How To Go About California LLC Formation


There is a lot of independence involved in forming an LLC. California LLC formation offers advantages that are otherwise not available to corporations or limited partnerships. Many issues have to be decided prior to the formation of a LLC, including the laws in California governing the LLC formation, the tax situation, and the role of LLCs as partnership. However, the LLC may be taxed as another entity if the members so require.

LLC is basically an abbreviation of Limited Liability Company. The law requires that the name of the company should include these words, i.e. Limited Liability Company or its abbreviation or any other short form to signify the three words. A California LLC can be member-managed or manager-managed. The former is similar to a partnership, in the sense that each of the members can equally represent the company or each member is equally responsible to and for the company. The latter on the other hand is where only the designated manager can bind the company.

The Beverley-Killea Limited Liability Company Act was enacted in 1996. This act provides for the formation of LLCs. It is commonly used as an alternative for incorporating. To begin with the formation of an LLC, Articles of Organization are to be filed. The members should sign a memorandum of agreement. The Articles are to be filed with the Secretary of State. How to go about forming an LLC in California and the advantages of doing so are discussed herein.
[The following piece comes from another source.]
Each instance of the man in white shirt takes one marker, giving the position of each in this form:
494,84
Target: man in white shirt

In case of an operating agreement not being drawn up, the provisions in the statute become applicable. Such an Agreement may be entered into before or after the Articles are filed. The name of the LLC to be included in the Articles should not be deceptively similar to any other California LLC or international LLC permitted to do business in California. The Beverley-Killea Act was amended to permit the LLC with a single member. Further, the law now also allows the perpetual duration of an LLC.
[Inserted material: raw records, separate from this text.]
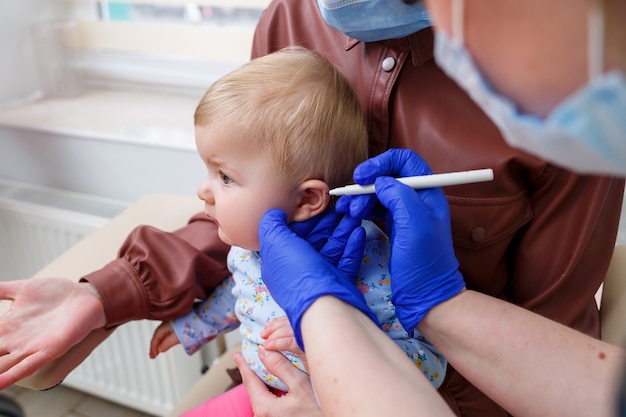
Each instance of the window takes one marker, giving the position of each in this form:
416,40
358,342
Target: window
174,45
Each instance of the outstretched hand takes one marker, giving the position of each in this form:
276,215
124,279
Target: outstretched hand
46,318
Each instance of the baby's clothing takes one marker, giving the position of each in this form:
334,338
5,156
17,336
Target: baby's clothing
244,301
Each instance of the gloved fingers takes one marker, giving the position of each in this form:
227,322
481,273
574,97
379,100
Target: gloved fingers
402,201
317,229
336,244
350,262
360,206
393,162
The Articles of Organization to be filed must include the Name of the LLC, the purpose for which the company is formed, a description of the nature of business basically including the principal business activity and also information to indicate which member and/or how many of them will manage the LLC. Though the legal identity of the LLC comes into existence after filing the articles, the same does not render any structure to the Company.

Once the legal entity of the LLC comes into existence, the minimum membership required is two. Though there is provision for a single member company in California it can only be done in limited circumstances, as provided by the state act. The interests of the members of the company cannot be transferred unless otherwise provided by the articles of agreement. The LLC is like a combination of a partnership and a corporation, although the formalities to be carried out are much less than in the case of a corporation.

California LLC formation thus has lots of advantages. It offers more flexibility in managing a company. Also, there is lack of rigid procedural requirements. The informality ensures freedom of working. There are no management restrictions and limitations relating to stocks and shareholding.